Selain itu, momok yang melekat pada UN tidak bisa diabaikan, seperti kebocoran soal, manipulasi nilai, dan ketidakadilan dalam distribusi fasilitas pendidikan. Kebocoran soal mencerminkan lemahnya integritas sistem evaluasi, sementara ketidakmerataan kualitas pendidikan membuat siswa di daerah kurang maju memiliki peluang yang jauh lebih kecil untuk bersaing. Dengan semua kelemahan ini, UN sering kali lebih menjadi simbol ketidakseimbangan daripada alat evaluasi yang adil dan efektif. Transformasi pendidikan seharusnya memprioritaskan proses pembelajaran yang bermakna dan berorientasi pada pengembangan kolaborasi, bukan hanya mengejar hasil angka semata.
Dampak UN Terhadap Tujuan Pendidikan
Pertanyaan utama yang harus diajukan adalah: Apa dampak UN terhadap hidup siswa? Apakah UN membantu mereka memahami dunia, membangun empati, atau mempersiapkan mereka untuk tantangan hidup? Jawabannya, sayangnya, sering kali tidak.
Keberadaan UN lebih sering menjadi alat administratif untuk mengukur capaian pendidikan secara kuantitatif, bukan kualitatif. UN tidak cukup fleksibel untuk menangkap keragaman kemampuan siswa atau potensi mereka di luar akademik. Padahal, pendidikan yang ideal haruslah personal, memfasilitasi perkembangan unik setiap individu, dan mendorong mereka untuk mencapai kebahagiaan.

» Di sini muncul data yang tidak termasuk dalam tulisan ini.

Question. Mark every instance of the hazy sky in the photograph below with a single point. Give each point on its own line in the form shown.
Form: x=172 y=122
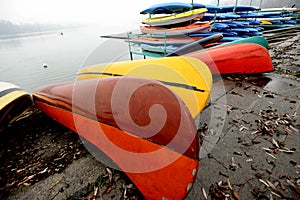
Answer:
x=114 y=12
x=65 y=11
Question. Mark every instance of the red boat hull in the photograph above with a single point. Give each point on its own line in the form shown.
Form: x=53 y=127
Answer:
x=245 y=58
x=159 y=164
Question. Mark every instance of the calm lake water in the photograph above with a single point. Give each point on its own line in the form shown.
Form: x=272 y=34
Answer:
x=22 y=58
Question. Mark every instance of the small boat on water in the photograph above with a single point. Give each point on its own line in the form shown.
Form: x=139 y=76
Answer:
x=14 y=101
x=152 y=138
x=198 y=27
x=175 y=18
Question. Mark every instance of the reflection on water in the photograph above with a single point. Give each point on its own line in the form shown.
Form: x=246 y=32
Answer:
x=22 y=58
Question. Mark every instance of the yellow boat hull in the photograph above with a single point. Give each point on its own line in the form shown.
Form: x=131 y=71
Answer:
x=13 y=103
x=175 y=18
x=189 y=78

Daripada berdebat tentang perlu atau tidaknya UN, kita seharusnya fokus pada hal yang lebih esensial: memastikan tujuan pendidikan jelas dan nyata dalam setiap program. Pendidikan harus diarahkan untuk:
Mengembangkan Karakter: Pendidikan bukan hanya tentang ilmu pengetahuan, tetapi juga tentang membentuk manusia yang berintegritas, empati, dan bertanggung jawab.

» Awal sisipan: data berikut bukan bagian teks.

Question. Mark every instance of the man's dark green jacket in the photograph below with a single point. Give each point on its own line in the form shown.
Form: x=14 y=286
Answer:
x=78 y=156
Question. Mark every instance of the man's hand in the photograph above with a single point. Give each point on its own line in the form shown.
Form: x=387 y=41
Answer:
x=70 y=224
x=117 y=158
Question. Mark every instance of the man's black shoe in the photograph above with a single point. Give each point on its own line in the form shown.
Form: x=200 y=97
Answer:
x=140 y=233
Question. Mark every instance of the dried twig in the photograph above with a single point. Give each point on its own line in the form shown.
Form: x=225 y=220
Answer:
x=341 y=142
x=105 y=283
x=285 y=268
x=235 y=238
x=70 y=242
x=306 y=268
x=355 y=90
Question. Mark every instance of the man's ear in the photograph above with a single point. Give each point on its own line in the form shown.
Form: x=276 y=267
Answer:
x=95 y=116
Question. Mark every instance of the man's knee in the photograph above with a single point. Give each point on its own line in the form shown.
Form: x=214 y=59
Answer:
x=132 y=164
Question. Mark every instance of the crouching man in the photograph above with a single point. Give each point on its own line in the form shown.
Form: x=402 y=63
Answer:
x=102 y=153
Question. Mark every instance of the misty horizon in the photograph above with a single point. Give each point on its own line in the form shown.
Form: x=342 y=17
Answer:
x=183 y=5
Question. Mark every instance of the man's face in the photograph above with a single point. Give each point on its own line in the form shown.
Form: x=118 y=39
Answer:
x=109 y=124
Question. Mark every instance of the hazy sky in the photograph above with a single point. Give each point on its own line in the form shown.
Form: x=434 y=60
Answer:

Menyiapkan Kehidupan yang Bermakna: Siswa harus belajar cara berpikir kritis, memecahkan masalah, dan beradaptasi dalam situasi yang kompleks.
Menumbuhkan Kebahagiaan: Pendidikan seharusnya menjadi proses yang menyenangkan dan bermakna, yang membuat siswa merasa dihargai dan termotivasi untuk terus belajar.

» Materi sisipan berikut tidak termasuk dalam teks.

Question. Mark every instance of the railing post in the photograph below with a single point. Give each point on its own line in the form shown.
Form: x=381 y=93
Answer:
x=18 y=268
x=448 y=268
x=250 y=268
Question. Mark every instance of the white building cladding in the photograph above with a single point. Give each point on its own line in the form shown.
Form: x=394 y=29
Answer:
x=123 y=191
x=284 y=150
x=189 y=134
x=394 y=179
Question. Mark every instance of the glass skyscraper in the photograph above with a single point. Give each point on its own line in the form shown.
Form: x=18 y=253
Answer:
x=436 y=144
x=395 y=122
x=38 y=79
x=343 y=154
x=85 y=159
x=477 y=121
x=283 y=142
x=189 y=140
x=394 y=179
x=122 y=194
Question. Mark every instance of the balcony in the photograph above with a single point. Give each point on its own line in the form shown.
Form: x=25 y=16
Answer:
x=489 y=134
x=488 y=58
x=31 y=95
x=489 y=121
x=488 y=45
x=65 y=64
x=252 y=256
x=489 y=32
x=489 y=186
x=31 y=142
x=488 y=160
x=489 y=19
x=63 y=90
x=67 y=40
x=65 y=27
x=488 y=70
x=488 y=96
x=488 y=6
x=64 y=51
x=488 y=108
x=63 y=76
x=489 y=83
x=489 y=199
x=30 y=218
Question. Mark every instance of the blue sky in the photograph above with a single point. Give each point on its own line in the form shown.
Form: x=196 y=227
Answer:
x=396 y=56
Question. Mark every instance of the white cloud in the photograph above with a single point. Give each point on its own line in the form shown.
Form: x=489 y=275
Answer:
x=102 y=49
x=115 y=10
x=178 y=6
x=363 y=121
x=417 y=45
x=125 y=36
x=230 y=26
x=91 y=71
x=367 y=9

Jika UN benar-benar kembali di tahun 2026, formatnya harus dirancang untuk mendukung tujuan pendidikan, bukan sekadar menjadi alat ukur nilai. Misalnya, UN dapat diubah menjadi asesmen berbasis proyek atau portofolio yang mengevaluasi kemampuan siswa secara komprehensif, termasuk kreativitas, kerja sama tim, dan kemampuan berpikir kritis.
Selain itu, pemerintah perlu memastikan bahwa pendidikan tidak terjebak dalam paradigma nilai semata. Kebijakan pendidikan harus mengarahkan guru, siswa, dan sekolah untuk fokus pada esensi pembelajaran yang sejati.
Catatan Akhir
Ada tidaknya UN sebenarnya bukan masalah utama. Yang paling penting adalah memastikan bahwa setiap siswa mendapatkan pendidikan yang relevan, bermakna, dan berorientasi pada hidup. UN hanya alat, bukan tujuan. Pendidikan harus kembali pada inti sejatinya: membantu siswa menemukan kebahagiaan dan mempersiapkan mereka untuk menjalani hidup dengan penuh makna.
Mari kita jadikan pendidikan di Indonesia lebih manusiawi dan relevan, tanpa terjebak pada jebakan nilai dan angka semata. Non scholae sed vitae discimus!